Tumor Protein D53 (TPD53): Involvement in Malignant Transformation of Low-Malignant Oral Squamous Cell Carcinoma Cells

The present study revealed novel and important functions of TPD53 in the proliferation and invasion of low-malignant OSCC cells.

Temporal changes in the expression of TPD52 family members at the protein and mRNA levels in OSCC cells and normal human epidermal keratinocytes (NHEK) were examined.

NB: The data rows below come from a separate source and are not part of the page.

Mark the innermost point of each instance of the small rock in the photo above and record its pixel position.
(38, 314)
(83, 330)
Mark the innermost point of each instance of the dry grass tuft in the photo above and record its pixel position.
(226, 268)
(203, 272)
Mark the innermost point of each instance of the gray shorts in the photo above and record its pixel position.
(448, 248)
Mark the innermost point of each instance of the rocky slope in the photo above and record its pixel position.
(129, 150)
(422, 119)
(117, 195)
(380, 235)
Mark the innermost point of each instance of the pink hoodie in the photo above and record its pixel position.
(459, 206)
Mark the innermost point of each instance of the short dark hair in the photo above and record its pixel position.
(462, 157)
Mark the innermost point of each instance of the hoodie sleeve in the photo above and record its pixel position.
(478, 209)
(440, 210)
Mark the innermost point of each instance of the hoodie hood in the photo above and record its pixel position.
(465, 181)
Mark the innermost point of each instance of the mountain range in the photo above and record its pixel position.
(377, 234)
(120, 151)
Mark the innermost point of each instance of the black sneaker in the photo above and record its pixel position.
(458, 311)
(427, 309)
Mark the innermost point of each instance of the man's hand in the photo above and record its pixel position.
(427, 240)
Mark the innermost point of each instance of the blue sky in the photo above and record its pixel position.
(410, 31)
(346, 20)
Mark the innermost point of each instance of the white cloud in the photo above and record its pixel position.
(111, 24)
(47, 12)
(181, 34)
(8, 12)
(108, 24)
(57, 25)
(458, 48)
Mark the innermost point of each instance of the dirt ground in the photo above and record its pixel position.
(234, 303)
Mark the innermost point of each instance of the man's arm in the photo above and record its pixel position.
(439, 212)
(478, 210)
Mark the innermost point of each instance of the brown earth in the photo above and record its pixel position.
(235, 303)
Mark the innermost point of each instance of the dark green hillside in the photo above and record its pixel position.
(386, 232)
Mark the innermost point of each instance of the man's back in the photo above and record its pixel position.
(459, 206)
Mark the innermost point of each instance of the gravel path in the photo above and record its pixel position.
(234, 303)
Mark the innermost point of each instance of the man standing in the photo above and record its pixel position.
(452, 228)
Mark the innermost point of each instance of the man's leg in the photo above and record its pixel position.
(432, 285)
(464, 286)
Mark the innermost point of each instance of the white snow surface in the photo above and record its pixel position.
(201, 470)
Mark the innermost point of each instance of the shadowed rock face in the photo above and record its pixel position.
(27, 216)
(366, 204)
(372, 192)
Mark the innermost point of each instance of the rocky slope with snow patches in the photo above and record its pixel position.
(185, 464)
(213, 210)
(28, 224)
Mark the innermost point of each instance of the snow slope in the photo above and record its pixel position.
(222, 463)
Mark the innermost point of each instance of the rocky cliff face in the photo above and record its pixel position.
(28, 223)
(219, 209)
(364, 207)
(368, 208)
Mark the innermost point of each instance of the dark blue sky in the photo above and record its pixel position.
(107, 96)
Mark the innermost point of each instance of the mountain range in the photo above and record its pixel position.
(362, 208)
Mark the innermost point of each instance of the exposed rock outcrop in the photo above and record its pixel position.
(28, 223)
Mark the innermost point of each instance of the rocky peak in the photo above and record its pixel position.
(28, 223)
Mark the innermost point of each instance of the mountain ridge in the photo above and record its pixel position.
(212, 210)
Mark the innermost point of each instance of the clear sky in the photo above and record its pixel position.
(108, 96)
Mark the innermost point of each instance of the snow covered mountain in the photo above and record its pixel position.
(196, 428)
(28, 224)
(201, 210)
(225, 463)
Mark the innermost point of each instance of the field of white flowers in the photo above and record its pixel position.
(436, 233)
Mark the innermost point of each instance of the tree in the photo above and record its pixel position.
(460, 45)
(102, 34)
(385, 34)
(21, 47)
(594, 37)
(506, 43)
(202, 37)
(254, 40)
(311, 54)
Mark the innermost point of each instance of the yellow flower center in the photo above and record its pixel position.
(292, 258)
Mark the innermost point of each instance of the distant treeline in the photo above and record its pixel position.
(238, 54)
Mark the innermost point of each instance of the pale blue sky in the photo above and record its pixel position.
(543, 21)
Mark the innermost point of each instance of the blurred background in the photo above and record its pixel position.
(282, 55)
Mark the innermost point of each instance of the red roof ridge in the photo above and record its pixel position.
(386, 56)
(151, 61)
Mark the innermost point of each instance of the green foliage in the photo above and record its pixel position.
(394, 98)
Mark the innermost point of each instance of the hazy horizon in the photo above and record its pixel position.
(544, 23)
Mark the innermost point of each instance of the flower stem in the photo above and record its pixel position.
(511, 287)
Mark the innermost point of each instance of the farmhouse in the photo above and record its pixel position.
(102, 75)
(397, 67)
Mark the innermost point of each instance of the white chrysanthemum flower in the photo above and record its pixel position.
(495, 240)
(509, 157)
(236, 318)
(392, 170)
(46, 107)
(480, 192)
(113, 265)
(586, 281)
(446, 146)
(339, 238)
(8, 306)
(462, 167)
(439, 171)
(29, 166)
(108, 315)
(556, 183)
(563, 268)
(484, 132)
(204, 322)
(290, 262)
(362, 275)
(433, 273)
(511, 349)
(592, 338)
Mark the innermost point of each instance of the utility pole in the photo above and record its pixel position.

The mRNA expression of TPD53 increased in HSC-3 and HSC-4 cells in a time-dependent manner. Similar results for protein expression were observed. The effects of TPD53 on anchorage-dependent and anchorage-independent proliferation, cell cycle, invasion and migration, epithelial-mesenchymal transition (EMT), and matrix metalloproteinase (MMP) activities in HSC-3 and HSC-4 cells were assayed. Finally, using the HSC-3-xenograft-nude-mice model, these effects were examined in vivo. Overexpression of TPD53 increased cell viability and the percentage of cells in the S phase. Furthermore, overexpression of TPD53 increased cell invasion, migration, and MMP activities, regardless of its effect on EMT. Notably, these effects were more pronounced in HSC-3 than in HSC-4 cells. Overexpression of TPD53 enhanced tumor formation and growth in mouse xenografts, corroborating the results of in vitro experiments. Conclusions: The present study revealed novel and important functions of TPD53 in the proliferation and invasion of low-malignant OSCC cells.